Gabriela Camilo em Foto de Lucas Henrique
Além do Pedagogo, há os Monges do Funk Interior, que atuam em vagãos de trem do subúrbio, assim como a Garota Fugitiva, ambos reclusos em seus mundos com fones de ouvido, representantes que são da geração y. Junto com eles estão também aqueles que Fausto identificou planeta afora como praticantes de um baile comandado por veteranas do pole dance (do Crazy Horse, do Moulin Rouge, das discotecas) em busca de um prêmio qualquer (green card, cirurgia, emprego). E ainda, o Videogamer Xamã, a líder banguense de uma Jihad da Zona Oeste, Patricinhas Vorazes e as Damas do BigData, estas últimas dedicadas ao viciante e danoso consumo do “crack Vuitton”.

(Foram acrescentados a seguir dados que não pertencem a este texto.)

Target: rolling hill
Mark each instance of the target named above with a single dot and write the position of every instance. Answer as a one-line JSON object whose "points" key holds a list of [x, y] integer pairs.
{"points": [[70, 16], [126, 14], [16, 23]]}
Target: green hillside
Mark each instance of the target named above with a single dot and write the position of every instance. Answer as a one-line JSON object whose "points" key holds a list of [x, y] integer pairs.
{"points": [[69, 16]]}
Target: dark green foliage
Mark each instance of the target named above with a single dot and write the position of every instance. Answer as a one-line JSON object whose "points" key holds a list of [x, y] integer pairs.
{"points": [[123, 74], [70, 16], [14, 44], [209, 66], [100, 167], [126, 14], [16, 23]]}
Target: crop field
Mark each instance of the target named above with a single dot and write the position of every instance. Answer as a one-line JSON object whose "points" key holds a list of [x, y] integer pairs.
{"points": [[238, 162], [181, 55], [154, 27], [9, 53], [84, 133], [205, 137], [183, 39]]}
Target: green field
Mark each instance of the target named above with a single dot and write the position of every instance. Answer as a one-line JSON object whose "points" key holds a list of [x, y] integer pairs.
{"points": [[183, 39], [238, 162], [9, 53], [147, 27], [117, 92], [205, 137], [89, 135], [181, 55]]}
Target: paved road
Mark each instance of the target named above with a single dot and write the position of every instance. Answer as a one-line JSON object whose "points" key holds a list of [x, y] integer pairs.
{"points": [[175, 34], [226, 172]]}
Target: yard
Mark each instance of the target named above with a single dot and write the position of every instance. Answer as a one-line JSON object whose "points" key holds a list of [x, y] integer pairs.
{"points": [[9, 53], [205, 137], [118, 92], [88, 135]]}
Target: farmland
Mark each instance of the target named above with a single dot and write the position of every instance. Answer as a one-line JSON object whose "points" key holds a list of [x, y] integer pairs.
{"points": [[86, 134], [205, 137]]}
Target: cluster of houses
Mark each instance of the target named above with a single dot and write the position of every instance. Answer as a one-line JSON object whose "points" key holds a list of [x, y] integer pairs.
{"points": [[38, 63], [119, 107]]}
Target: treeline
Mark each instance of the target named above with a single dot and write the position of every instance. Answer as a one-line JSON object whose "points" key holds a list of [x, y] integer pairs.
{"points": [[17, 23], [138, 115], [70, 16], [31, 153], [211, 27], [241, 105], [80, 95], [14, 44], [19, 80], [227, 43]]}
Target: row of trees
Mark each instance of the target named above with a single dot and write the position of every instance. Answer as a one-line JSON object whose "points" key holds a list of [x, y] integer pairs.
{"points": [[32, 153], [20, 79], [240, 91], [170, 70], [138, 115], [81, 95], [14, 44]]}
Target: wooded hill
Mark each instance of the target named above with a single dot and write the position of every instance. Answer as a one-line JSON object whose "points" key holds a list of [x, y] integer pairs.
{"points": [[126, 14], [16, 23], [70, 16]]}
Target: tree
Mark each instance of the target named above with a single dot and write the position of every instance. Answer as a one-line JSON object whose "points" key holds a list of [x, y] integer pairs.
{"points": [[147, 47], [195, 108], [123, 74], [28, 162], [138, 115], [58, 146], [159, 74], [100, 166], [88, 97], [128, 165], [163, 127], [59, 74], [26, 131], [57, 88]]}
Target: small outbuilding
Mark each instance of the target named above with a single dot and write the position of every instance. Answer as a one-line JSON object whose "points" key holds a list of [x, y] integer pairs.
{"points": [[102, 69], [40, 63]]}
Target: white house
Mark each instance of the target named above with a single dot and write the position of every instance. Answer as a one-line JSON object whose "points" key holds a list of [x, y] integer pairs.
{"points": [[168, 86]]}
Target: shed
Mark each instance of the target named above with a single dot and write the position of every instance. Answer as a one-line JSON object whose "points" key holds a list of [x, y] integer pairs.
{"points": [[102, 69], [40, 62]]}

Fabio Caldeira em Foto de Lucas Henrique
Fausto esteve acompanhado em cena por dois novos parceiros, o casal de músicos Gabriela Camilo e Fabio Caldeira, que assinaram junto com Carlos Laufer as composições. Sempre tive como termo de comparação para o tom recitativo de suas intervenções no palco a pessoa de Mark E. Smith. A qualidade das narrativas de Fausto supera de longe as de Mark Smith, embora o ex-líder do The Fall se saia melhor como cantor. Com Fernanda Abreu, vimos como a alternância de vocais torna mais vigorosa a plataforma de lançamento para a deflagração da prosa de Fausto Fawcett e a intercalação com outras vozes talvez tornasse tudo ainda mais arrebatador. É uma sugestão.
Os temas das performances de Fausto Fawcett têm sido sempre retrabalhados por sua escrita e apresentados de forma mais elaborada em edição para o mercado livreiro. Isso aconteceu com “Santa Clara Poltergeist” (Editora Eco, 1990), “Básico Instinto” (Relume Dumará, 1992) e “Favelost” (Martins Fontes, 2012), a mais bem acabada de suas apostas no campo literário. Parece que o mesmo se repetirá agora. Aguardemos.
Mapa do amigo João Bastos de Mattos, pra ninguém se perder em Favelost
Ps. Fotos do show “Cachorrada Doentia” gentilmente cedidas por Lucas Henrique para esta postagem.